Who’s behind this research?
A team in the U.K. has produced good results using the first method. Another team in the U.S. has successfully used the second technique involving unfertilized eggs in primates and in humans. The fact that the two groups are exploring different techniques may well have something to do with the politics of reproduction in the U.K. versus the U.S. In America, it would be very difficult to push the pronuclear transfer method because, yes, it would involve fertilized eggs.
Will the child inherit traits from all three parents?
No. The vast majority of the DNA — all of it that’s really important in determining characteristics, as normal, comes from the mother and father. Mitochondrial DNA only makes products required for the generation of energy — it doesn’t confer any personal characteristics at all, that we’re aware of.

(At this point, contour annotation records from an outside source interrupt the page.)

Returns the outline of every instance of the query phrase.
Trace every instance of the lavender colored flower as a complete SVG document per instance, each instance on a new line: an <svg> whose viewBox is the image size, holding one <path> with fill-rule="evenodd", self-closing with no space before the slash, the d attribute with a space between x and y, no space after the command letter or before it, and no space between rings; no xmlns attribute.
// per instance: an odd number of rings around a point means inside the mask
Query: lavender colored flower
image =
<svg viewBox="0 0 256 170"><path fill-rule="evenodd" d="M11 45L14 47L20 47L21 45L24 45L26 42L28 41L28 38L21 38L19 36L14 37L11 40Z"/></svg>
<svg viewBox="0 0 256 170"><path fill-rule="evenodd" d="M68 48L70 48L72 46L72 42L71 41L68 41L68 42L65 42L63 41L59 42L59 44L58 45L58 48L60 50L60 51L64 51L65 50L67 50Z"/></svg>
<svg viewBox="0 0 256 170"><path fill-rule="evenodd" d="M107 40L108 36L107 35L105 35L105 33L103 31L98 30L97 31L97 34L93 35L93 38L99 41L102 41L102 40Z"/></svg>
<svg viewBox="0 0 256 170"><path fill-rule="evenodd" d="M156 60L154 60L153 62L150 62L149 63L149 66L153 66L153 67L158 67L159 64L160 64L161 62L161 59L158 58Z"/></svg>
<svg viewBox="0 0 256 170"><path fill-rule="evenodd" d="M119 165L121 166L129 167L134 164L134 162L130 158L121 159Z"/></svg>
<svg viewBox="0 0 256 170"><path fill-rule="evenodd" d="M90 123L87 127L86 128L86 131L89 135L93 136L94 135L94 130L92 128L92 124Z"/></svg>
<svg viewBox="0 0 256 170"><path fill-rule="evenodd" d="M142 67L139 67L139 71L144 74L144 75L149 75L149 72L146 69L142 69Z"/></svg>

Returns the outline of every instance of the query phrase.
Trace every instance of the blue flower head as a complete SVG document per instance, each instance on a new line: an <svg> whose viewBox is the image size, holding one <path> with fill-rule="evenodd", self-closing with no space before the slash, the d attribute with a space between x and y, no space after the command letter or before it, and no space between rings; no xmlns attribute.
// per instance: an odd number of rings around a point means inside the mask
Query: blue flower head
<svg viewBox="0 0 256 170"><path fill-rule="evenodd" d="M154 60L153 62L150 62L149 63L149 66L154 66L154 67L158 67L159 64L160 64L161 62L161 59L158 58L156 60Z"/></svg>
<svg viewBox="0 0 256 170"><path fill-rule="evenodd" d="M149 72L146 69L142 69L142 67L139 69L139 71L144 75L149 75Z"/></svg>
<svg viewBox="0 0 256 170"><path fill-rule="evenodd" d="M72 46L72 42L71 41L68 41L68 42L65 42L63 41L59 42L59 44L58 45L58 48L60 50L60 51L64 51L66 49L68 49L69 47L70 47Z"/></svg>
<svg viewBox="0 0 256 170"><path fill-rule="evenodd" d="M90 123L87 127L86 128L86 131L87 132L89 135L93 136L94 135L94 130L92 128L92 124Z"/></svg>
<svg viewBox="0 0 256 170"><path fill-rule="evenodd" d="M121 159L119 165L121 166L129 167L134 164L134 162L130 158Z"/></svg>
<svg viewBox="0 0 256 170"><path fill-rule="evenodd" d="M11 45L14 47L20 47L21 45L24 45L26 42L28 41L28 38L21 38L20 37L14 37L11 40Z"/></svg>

How safe are these methods?
This is a double negative and I apologize, but we’ve concluded that there is no evidence that these methods are unsafe. There was nothing that scared us…We did recommend that a few more experiments be done to provide reassurance because the amount of data that’s been published is good, but not enough, quite yet.
What legal hurtles still exist in the U.K.?
Regulations will have to be drafted and voted on by both houses of Parliament, but it’s possible that the technique could become legal toward the end of this year.
What about ethical hurtles?
The mitochondrial DNA does come from a donor woman. If the child born from the technique is a girl, if she has children, she will pass on the mitochondria on — so this is really a form of germ-line genetical engineering. But I don’t think it’s a slippery slope. The methodology to deal with the mitochondria problem is very different from the methodology you’d have to use to manipulate genes within the nucleus.
How many children are born with abnormal mitochondria?
Roughly one in 10,000 people carry sufficient levels of abnormal mitochondria that it may cause disease in themselves or their children (though roughly one in 200 people carry abnormal mitochondria). It’s rare, but not that rare, and the diseases are truly horrible.